El panorama cinematográfico global se prepara para el estreno, de lo que debería haber sido la máxima expresión del arte técnico: «La Odisea». Tras el éxito de oppenheimer, Cristóbal Nolan ha obtenido un cheque en blanco de Fotos universales para liderar el proyecto más costoso de su carrera, con un presupuesto que supera los 250 millones de dólares. La controversia ha estallado al revelarse un reparto que los sectores más tradicionales califican como una ignorancia de la historia griega y un ejemplo de «reemplazo cultural«.
El foco de la indignación radica en una política de casting que ignora deliberadamente la raíz étnica y cultural del Mediterráneo antiguo. La confirmación de Zendayauna actriz de tez negra en el papel de la diosa Atenea ha sido señalada como un sacrificio hacia la imagen de la deidad protectora de Ítaca en favor de una estética «Generación Z» ajena al mito.
Aún más divisivo es el persistente rumor sobre Lupita Nyong’o encarnando a Helena de Troya. La posibilidad de que una actriz africana represente al rostro descrito históricamente con una belleza europea de piel blanca y cabello rubioha provocado una reacción feroz. Figuras como Elon Musk ya han sentenciado que Nolan está perdiendo su «integridad» al rendirse ante lo que denomina el «el virus despertó».
La deconstrucción del héroe alcanza su punto más crítico con la participación de Página de Elliotquien interpretará al legendario Aquiles. En una maniobra que abandona la imagen del guerrero más grande de la antigüedad y que muchos consideran un ataque frontal a los arquetipos de virilidad y potencia guerrera, Nolan presenta a un Aquiles de solo 1,55 metros de estatura. Al elegir a un hombre trans de complexión pequeña para encarnar al guerrero más grande de la antigüedad, a producción justifica que busca representar una «sombra frágil» en lugar de un «monumento a la masculinidad»transformando la fuerza mítica en un símbolo de vulnerabilidad e introspección alineado con la agenda despertó de desmantelar la masculinidad tradicional.

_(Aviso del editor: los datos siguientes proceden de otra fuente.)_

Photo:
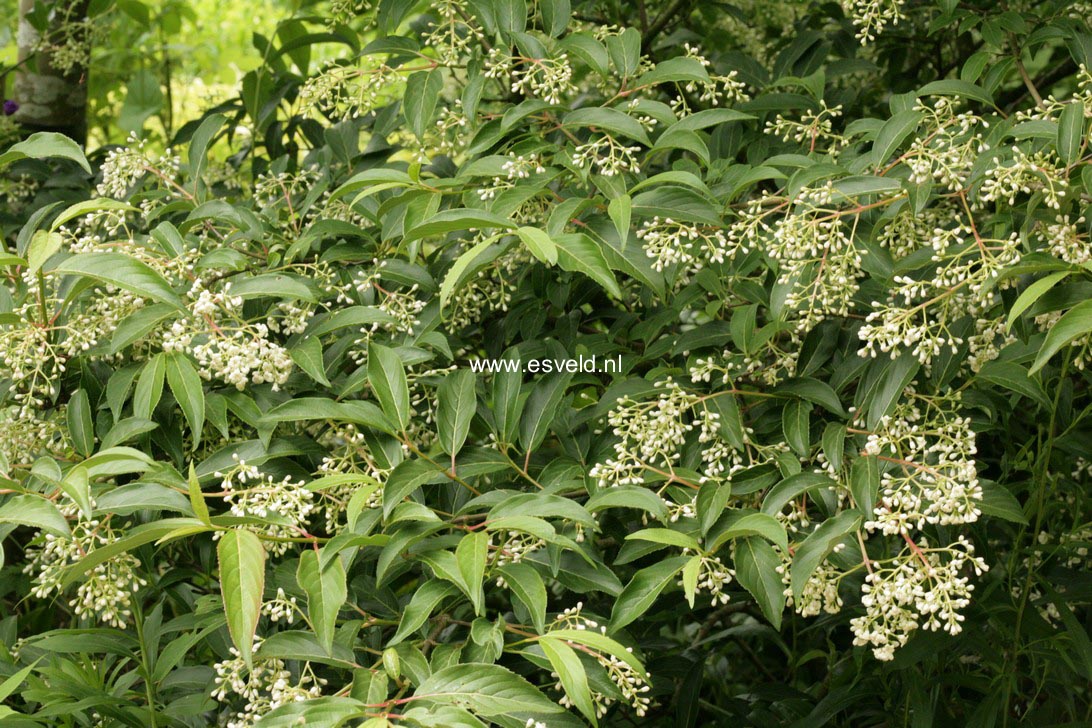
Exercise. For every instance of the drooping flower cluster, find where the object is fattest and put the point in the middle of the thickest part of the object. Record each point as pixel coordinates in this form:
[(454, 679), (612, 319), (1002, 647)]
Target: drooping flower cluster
[(630, 683), (934, 479), (922, 587), (284, 505), (106, 592), (675, 242), (264, 685)]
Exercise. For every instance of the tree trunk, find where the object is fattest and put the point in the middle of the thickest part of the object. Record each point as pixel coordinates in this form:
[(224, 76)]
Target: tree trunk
[(50, 98)]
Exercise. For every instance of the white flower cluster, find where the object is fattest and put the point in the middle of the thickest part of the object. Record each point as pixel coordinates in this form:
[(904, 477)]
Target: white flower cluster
[(106, 593), (719, 90), (451, 36), (515, 168), (922, 311), (607, 155), (811, 128), (922, 587), (820, 592), (126, 166), (1023, 175), (265, 685), (674, 242), (947, 145), (282, 607), (285, 505), (651, 434), (816, 255), (630, 683), (351, 92), (513, 548), (871, 16), (713, 576), (548, 79), (244, 357), (1066, 240), (935, 479)]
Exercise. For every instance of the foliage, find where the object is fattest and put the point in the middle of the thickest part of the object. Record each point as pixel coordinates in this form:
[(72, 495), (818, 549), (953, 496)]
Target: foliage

Esta reinterpretación se apoya en la traducción de Emily Wilsonuna versión del texto de 2017 vilipendiada por los defensores de la tradición por «simplificar» y «feminizar» el lenguaje homérico. La degradación del tono épico es evidente en los diálogos modernos que ya circulan en los tráileres; el antagonista Antinoo (Robert Pattinson) se burla de Telémaco (Tom Holanda) con la frase: «Estás añorando a un papito (daddy) que ni siquiera conociste». Incluso el propio Odiseointerpretado por Matt Damonutiliza coloquialismos como «¡Vamos!» (Let’s go!)más propios de un campo de béisbol que de la Edad del Bronce.
Finalmente, la estética visual no escapa al escrutinio. A pesar del uso de locaciones reales en Marruecos, Sicilia y Escocialos expertos denuncian una «catástrofe estética» que mezcla armaduras que parecen salidas de «Robocop y Iron Man» con elementos medievales, alejándose del rigor histórico de la caída de Troya.

Lo que se promociona como un «espectáculo cerebral» es, para sus detractores, la confirmación de que ni siquiera los mitos más sagrados de la civilización están a salvo de la reescritura ideológica. Filmada íntegramente en IMAX 70mm —un hito técnico que promete una resolución equivalente a digitales de 18K—, la película pretende capturar la magnitud del Mediterráneo con una «pureza» que, sin embargo, se ve empañada por un guion que parece más preocupado por las agendas sociales que por la obra de Homero.